How to combat difficulties in lifestyle

The whole view of a millennial generation is that we are bankrupt and underpaid, but as the statistics predict, some of us are actually creating a real bank. They were called Henry, and they emerged in every generation: “the high earner, the not the rich.” According to Business Insider, frankly, they’re panicking and suffering about money, just like the rest of us.

How to Fend Off Lifestyle Creep
How to Fend Off Lifestyle Creep

It’s true that many of the cities with the highest-paying jobs are also places with the sky-high cost of living, like the Bay Area, New York, and Washington, D.C. Less anywhere with smart spending. That’s the problem, BI writes: The Henry “struggles to balance their spending and savings habits. As a result, they are behind in building wealth and not getting any closer to their financial goals.”

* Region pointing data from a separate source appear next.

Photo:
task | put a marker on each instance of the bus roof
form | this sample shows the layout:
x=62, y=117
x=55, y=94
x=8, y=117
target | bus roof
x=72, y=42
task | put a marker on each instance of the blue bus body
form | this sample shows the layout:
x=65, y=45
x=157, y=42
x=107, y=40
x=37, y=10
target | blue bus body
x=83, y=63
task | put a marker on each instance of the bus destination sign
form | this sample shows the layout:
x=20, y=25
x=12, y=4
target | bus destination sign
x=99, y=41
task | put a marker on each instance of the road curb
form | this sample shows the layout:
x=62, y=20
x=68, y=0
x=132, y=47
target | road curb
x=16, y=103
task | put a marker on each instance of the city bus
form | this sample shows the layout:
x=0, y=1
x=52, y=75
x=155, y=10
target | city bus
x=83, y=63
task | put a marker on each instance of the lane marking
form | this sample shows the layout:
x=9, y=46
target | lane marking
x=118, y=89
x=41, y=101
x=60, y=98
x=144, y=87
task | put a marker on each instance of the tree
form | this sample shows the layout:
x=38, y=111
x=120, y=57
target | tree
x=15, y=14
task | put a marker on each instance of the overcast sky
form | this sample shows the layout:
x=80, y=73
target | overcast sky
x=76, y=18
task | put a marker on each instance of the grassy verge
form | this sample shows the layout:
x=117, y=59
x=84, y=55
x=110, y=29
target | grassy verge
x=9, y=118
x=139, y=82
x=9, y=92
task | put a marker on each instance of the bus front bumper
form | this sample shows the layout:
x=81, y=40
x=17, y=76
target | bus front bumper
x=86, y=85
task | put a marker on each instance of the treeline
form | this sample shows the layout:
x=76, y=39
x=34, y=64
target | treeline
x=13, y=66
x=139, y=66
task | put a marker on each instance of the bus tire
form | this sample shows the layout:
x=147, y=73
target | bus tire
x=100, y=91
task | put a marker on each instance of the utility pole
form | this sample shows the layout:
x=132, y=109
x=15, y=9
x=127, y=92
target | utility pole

The escalation in lifestyles, in particular, occurs when wage increases are unlikely to wipe out our existing costs, often because with that increase, we find ourselves justified to spend a little more. That often makes a raise the perfect time to reconsider your earning habits. Some skeptics blame frivolous spending or Henry’s status-building, such as expensive night outings or high-cost subscription services, as to all their woes. But as BI has said, “an economy that looks good but there are a lot of tensions emerging below its surface” deserves much closer scrutiny. Student debt, soaring housing costs, the world after the general recession, and millions of other systemic woes mean that while we’re always in control of how we spend, the escalating lifestyle may not just be caused by an individual’s failure.